Cilia are tiny, hair-like structures on cells throughout our bodies that beat rhythmically to serve a variety of functions when they are working properly, including circulating cerebrospinal fluid in brains and transporting eggs in fallopian tubes.
Defective cilia can lead to disorders including situs inversus — a condition where a person’s organs develop on the side opposite of where they usually are.
Researchers know about many of cilia’s roles, but not exactly how they beat in the first place. This knowledge would be a step toward better understanding, and ultimately being able to treat, cilia-related diseases.
A team of McKelvey School of Engineering researchers at Washington University in St. Louis, led by Louis Woodhams, senior lecturer, and Philip V. Bayly, the Lee Hunter Distinguished Professor and chair of the Department of Mechanical Engineering & Materials Science, have developed a mathematical model of the cilium in which beating arises from a mechanical instability due to steady forces generated by the cilium motor protein, dynein.
Results of the research appeared on the cover of the August issue of Journal of the Royal Society Interface.
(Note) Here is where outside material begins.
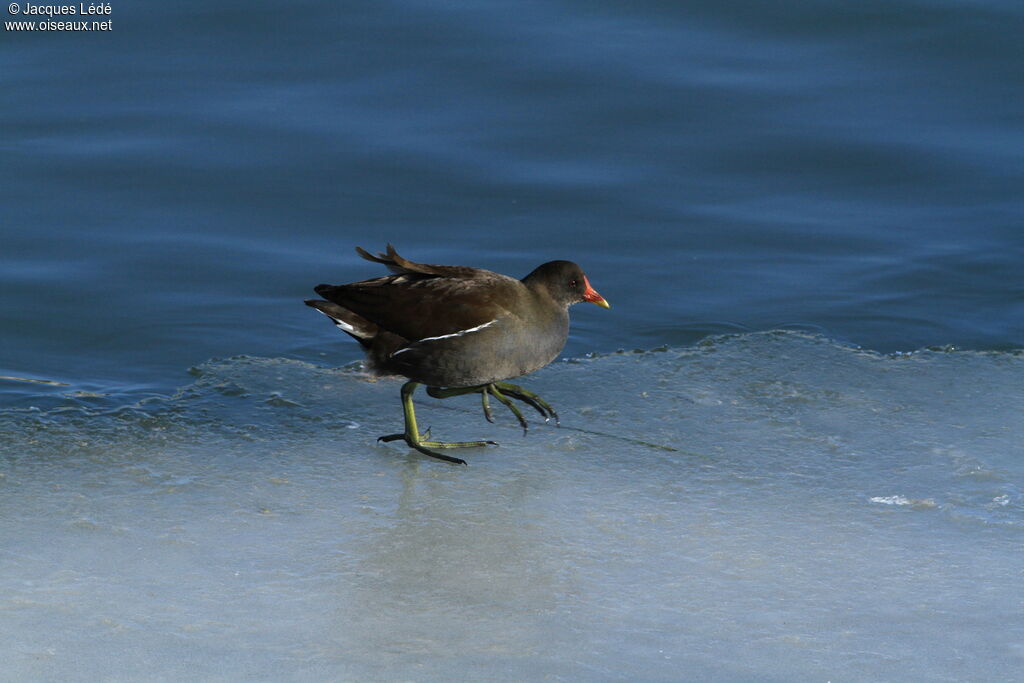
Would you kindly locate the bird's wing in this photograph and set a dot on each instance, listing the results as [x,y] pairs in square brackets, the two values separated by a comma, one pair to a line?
[426,300]
[402,266]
Bayly’s lab has been working with cilia as a model to study vibration, wave motion and instability in mechanical and biomedical systems. As intricate nanomachines in their own right, cilia could inspire similarly propelled machines that can do useful tasks on the tiniest scales, maybe even for chemical sensing or drug delivery in the human body.
The new model will allow the team to explore what happens when the motor protein exerts different forces, or when internal structures are more or less stiff, as a result of genetic or environmental factors.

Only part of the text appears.